[MRG] Missing values imputation #2148

NicolasTr · 2013-07-10T16:33:32Z

Here's some code for the data imputation.

It's still a work in progress so Travis will probably be mad at me.

I'll work on the documentation tomorrow. Meanwhile, you can look at the tests if you want to see how it works.

_What's new_
I added four classes:

MeanImputer: replace the missing values with the mean of the row/column
MedianImputer: replace the missing values with the median of the row/column
MostFrequentImputer: replace the missing values with the most frequent value in the row/column
RandomImputer: replace the missing values with one of the values of the row/column

_Behaviour_

Any value can represent a missing value (not only np.nan for dense matrices and 0 for sparse matrices, any value)
Different missing values can be imputed separately in a pipeline
Support dense and sparse matrices
To determine: What should the imputer do if he has nothing to work with? For example: What should be done if there's no median value because the whole row/column is missing?
- 0 for the mean and np.nan for the median/most frequent/random?
- always np.nan?
- Let the user choose with a parameter?

_What's missing_

glouppe · 2013-07-10T20:00:27Z

sklearn/preprocessing.py

+    @abstractmethod
+    def __init__(self,
+                 missing_values_fit=[np.nan],
+                 missing_values_transform=[np.nan],


Could it be possible to make missing_values_transform=None by default and then assume missing_values_transform is the same as missing_values_fit? I think it is the most common use, isn't it?
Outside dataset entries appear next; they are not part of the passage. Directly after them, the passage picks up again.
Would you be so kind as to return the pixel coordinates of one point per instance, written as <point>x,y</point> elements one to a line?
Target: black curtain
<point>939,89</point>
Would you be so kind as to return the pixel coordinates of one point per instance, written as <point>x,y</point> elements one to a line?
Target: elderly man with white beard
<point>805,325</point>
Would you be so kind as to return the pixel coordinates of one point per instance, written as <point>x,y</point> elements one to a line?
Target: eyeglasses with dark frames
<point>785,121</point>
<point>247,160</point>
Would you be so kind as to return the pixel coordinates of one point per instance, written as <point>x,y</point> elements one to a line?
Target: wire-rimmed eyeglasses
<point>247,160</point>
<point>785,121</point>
Is there a use case for encoding missing value differently at fit and transform time? Also is there a use case for encoding missing values with more than one value?

I'd rather just use missing_values=np.nan. This should simplify both the interface and the code.

Could it be possible to make missing_values_transform=None by default and then assume missing_values_transform is the same as missing_values_fit? I think it is the most common use, isn't it?

Ok

Is there a use case for encoding missing value differently at fit and transform time? Also is there a use case for encoding missing values with more than one value?

I two cases:

with a Pipeline

for matrix completion (I'll probably use 0 for the missing values and np.nan for the missing values that should be imputed)

with a Pipeline

Can you elaborate?

I'll probably use 0 for the missing value and np.nan for the missing values that should be imputed

So there are two kinds of missing values?

For the Pipeline: https://github.com/scikit-learn/scikit-learn/pull/2148/files#L1R985

So there are two kinds of missing values?

Yes. For example: If you have a matrix where (i, j) is the rating that the user i gave to the movie j. You may want to impute the ratings that the active users would give to the movies that are actually in theaters. In this case:

np.nan (or something else) for these ratings

0 for the rest of the missing ratings

I have a usecase for this.

I work on a similarity matrix, representing interaction frequencies between regions of DNA. I have two types of missing data. The first one is that we do not have enough cells to have a measure. It means that the two regions are far away from each other. The second one is due to repetitions in the DNA sequence.
In both case, I can infer the missing data, but the inference is very different.

On Wed, Jul 10, 2013 at 01:00:30PM -0700, Gilles Louppe wrote:

Could it be possible to make missing_values_transform=None by default and then
assume missing_values_transform is the same as missing_values_fit? I think it
is the most common use, isn't it?

I don't even think that we should make a difference.

I work on a similarity matrix, representing interaction frequencies between
regions of DNA. I have two types of missing data. The first one is that we do
not have enough cells to have a measure. It means that the two regions are far
away from each other. The second one is due to repetitions in the DNA sequence.
In both case, I can infer the missing data, but the inference is very
different.

It sounds to me like you need to imputations, not a different fit and
transform. Am I wrong?

G

I don't even think that we should make a difference.

Let's keep the interface simple for now (with a single parameter missing_values=np.nan) and let's consider this use case later, possibly using a mask as I suggested before.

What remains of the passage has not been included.